Aquaculture and fishing
If we continue on fishing at the current pace, the ocean could be out of fish by 2050. And aquaculture—the farming of fish, crustaceans, and molluscs—is unfortunately not a sustainable method for providing the world’s hungry population with aquatic protein. The reason why aquaculture is currently unsustainable is because most farmed fish are fed fishmeal—which consists of ground-up smaller fish. The fish that are caught to produce fishmeal are usually a type of forage fish (sardines and anchovies). Forage fish populations are now considered to be at dangerously low levels.
Fish could be off the menu permanently if we don’t figure out a way to feed them properly.
Luckily, a California company called Two X Sea could have a solution. With the help of Rick Barrows, a USDA scientist who has made fish nutrition his life’s work, Two X Sea developed the first completely vegetarian fish feed to be used commercially in the U.S. This vegetarian feed is made of soybean, algae, pistachio oil, flax, and flax oil.
The only drawback to this new and improved fishmeal replacement is that it costs about twice as much as the traditional version. However, if fish farmers want to remain in business down the road, and not continually use fishmeal made from depleting forage fish populations, they would be wise to hop on the vegetarian feed train now.
Start spreading the word
While a lot of these sustainable solutions have great potential to feed the hungry, lower greenhouse gas emissions, and provide jobs, they aren’t going to be sufficient for addressing food crises all by themselves.
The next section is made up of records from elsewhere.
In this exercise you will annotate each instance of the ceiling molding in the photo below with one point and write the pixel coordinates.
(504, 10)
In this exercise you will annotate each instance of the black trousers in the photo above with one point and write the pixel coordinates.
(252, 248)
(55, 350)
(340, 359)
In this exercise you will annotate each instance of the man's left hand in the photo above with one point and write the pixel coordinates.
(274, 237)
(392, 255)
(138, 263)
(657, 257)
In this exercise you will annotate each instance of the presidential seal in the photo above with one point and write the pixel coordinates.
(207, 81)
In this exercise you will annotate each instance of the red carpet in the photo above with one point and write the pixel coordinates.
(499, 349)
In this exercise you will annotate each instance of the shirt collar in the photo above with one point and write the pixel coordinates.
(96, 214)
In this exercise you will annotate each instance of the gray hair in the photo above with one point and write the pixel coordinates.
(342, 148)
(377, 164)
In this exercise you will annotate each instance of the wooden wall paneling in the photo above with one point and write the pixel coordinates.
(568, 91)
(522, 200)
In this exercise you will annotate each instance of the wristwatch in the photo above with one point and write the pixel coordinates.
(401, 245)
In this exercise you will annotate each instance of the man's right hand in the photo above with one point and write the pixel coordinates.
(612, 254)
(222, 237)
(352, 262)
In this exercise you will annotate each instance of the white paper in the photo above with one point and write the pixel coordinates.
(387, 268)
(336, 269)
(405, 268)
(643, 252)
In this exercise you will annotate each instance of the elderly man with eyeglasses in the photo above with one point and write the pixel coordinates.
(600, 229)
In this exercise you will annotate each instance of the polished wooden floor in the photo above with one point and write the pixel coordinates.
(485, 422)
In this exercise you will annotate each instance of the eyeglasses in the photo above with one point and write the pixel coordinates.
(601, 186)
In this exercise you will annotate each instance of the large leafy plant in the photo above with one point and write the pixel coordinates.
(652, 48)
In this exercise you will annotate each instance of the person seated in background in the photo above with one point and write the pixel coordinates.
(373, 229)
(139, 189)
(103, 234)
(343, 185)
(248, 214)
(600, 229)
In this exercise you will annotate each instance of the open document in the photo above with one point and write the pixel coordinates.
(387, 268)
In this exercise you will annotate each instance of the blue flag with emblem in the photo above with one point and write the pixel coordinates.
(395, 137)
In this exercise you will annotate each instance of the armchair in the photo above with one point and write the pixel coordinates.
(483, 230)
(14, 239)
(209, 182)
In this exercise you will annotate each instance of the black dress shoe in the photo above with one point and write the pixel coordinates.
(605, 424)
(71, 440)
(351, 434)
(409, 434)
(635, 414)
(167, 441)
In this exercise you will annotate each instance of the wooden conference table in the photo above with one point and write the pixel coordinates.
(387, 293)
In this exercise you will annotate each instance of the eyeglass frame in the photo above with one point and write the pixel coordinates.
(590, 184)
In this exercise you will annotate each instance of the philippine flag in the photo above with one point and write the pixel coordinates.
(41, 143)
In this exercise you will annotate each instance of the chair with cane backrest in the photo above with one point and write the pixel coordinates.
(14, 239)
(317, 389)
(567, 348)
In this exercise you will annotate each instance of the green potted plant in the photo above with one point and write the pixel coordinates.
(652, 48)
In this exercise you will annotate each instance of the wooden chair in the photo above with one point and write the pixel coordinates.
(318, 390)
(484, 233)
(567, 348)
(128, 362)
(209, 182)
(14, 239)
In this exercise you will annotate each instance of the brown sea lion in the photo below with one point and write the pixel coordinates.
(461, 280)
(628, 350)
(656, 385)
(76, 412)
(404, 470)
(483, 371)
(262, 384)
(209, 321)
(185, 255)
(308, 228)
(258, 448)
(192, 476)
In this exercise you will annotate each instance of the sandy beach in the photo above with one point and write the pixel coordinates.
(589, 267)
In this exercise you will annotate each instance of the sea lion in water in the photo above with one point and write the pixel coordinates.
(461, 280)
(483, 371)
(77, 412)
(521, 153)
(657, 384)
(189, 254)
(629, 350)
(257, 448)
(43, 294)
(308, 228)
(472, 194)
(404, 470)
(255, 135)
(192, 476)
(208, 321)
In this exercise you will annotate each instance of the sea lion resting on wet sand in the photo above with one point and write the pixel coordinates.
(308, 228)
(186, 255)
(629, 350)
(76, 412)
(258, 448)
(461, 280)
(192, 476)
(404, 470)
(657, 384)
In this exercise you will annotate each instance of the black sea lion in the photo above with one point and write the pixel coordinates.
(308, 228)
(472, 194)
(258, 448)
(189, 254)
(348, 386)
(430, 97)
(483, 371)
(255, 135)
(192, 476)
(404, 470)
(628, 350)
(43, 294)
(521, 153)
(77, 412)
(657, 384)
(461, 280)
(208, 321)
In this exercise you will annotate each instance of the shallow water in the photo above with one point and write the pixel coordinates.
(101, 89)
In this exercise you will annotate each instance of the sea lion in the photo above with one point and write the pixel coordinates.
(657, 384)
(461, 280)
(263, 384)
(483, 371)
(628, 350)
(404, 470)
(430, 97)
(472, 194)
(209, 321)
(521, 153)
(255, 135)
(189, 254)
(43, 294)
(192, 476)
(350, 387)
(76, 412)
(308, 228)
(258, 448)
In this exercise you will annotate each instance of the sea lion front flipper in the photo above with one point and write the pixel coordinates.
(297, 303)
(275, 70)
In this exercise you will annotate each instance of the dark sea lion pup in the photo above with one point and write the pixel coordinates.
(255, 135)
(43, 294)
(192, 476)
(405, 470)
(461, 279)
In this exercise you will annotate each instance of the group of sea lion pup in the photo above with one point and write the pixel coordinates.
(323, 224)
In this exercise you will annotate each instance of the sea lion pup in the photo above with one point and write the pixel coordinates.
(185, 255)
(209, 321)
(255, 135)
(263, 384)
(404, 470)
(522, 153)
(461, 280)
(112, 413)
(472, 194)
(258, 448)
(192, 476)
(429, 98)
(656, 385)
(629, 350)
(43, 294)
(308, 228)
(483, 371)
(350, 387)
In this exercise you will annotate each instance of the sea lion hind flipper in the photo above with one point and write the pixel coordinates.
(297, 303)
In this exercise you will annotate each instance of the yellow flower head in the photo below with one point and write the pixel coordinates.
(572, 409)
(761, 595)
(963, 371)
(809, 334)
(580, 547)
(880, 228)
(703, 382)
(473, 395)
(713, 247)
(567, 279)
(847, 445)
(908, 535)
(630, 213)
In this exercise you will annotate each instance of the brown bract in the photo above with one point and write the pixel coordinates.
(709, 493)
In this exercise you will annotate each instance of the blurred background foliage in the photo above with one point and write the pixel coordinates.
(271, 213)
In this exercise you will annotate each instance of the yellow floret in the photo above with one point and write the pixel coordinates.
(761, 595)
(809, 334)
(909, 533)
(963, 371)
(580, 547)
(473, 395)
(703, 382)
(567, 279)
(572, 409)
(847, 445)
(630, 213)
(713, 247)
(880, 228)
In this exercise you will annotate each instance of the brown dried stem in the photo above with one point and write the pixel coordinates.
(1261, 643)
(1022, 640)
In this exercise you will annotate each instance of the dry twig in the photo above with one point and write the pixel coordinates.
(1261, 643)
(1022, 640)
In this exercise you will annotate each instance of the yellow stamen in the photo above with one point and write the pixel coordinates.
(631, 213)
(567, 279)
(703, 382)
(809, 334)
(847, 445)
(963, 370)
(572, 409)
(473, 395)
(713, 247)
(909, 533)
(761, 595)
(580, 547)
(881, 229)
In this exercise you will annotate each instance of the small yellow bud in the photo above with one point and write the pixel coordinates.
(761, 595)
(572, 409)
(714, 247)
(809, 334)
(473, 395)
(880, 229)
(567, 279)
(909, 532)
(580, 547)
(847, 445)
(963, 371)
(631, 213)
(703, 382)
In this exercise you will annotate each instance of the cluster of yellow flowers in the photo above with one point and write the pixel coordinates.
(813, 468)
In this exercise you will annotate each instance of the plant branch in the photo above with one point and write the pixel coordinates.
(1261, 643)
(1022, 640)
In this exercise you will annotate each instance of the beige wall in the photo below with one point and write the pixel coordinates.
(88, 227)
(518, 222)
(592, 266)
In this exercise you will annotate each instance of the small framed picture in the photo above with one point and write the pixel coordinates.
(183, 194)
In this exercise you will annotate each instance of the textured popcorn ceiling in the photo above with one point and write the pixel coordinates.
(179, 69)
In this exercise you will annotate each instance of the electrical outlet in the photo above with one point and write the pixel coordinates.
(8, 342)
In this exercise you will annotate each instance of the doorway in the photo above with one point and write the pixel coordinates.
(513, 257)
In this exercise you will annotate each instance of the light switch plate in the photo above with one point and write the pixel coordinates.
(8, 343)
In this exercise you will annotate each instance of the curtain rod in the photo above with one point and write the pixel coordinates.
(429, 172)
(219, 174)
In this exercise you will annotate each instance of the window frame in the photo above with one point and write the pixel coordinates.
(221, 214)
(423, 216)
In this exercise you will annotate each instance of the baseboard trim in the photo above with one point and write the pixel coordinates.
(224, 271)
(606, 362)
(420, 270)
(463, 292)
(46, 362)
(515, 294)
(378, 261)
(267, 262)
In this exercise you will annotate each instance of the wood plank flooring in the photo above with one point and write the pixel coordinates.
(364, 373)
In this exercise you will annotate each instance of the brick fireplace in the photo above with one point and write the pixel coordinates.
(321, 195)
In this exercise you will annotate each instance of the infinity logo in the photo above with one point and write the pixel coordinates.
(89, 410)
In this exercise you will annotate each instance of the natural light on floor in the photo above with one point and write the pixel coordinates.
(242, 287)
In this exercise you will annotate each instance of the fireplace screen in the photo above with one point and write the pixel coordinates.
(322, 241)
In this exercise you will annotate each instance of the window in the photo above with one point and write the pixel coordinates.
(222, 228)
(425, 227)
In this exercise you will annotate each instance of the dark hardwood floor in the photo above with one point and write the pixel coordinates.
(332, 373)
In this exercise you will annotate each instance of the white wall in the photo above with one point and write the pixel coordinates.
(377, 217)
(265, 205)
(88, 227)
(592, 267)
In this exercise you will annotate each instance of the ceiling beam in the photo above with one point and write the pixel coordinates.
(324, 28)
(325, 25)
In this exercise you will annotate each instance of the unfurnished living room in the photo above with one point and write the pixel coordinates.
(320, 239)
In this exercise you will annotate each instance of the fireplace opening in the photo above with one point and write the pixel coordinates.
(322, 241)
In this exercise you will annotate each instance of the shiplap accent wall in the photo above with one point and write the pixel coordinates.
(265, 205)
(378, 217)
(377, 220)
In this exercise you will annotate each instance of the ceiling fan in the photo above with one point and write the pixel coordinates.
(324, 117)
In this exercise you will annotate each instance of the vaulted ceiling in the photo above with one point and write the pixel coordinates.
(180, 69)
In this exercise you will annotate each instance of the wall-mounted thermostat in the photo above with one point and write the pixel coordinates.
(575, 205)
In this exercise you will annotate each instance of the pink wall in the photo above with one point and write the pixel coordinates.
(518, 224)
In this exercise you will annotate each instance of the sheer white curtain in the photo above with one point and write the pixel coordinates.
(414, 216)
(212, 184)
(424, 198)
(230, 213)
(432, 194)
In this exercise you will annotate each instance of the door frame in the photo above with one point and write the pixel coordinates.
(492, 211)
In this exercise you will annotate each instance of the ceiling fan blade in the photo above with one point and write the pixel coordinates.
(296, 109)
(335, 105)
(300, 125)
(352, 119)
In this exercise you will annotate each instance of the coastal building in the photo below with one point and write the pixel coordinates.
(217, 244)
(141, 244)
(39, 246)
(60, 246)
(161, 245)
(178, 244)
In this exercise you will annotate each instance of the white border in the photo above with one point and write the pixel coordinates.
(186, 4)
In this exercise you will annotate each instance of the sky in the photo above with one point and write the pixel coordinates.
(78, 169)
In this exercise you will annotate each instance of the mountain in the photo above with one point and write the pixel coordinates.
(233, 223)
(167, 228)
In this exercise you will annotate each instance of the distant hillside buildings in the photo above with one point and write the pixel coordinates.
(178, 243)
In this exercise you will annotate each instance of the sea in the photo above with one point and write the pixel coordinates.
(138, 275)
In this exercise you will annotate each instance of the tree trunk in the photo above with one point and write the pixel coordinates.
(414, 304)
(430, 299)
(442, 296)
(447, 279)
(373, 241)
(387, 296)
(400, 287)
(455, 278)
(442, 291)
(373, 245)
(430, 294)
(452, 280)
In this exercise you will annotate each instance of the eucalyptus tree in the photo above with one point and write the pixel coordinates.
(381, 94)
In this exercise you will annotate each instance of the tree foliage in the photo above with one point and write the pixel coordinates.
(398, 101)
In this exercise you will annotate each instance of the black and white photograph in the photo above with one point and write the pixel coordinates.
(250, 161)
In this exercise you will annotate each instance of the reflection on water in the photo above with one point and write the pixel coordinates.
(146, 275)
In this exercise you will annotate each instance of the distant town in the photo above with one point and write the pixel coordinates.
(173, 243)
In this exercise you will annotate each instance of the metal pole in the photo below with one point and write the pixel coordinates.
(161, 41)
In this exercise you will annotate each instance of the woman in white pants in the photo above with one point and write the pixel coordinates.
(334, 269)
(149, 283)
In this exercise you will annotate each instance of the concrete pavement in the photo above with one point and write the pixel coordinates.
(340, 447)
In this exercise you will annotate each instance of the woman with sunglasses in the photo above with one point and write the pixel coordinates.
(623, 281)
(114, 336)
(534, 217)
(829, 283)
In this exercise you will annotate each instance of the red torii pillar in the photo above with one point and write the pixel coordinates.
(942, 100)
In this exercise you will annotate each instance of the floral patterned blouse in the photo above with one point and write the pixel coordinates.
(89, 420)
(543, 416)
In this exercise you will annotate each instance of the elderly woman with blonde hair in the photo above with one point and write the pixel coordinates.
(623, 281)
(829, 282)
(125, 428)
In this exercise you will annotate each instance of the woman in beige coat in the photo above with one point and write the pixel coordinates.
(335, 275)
Now more than ever, the average citizen needs to get involved.
Do you think your town would benefit from having an urban greenhouse farm? There could already be a push within your community to have one built—if so, help them to spread the word through social media and online blogs or forums.
Are there vacant lots and empty backyards in your neighborhood or on your city block? Would growing produce in these areas be feasible and affordable for your neighbors? If you live in a compact downtown apartment building, is a rooftop garden a possibility? Even if it isn’t, go online and find out more information about which cities encourage green rooftops (Chicago), and implement a plan to bring them to your city (or at least discuss with your friends about how great it would be).
As for sustainable food choices the future holds for us, like algae and lab-grown beef, simply talking about these breakthroughs with coworkers and friends and sharing articles over the internet will help to spread awareness.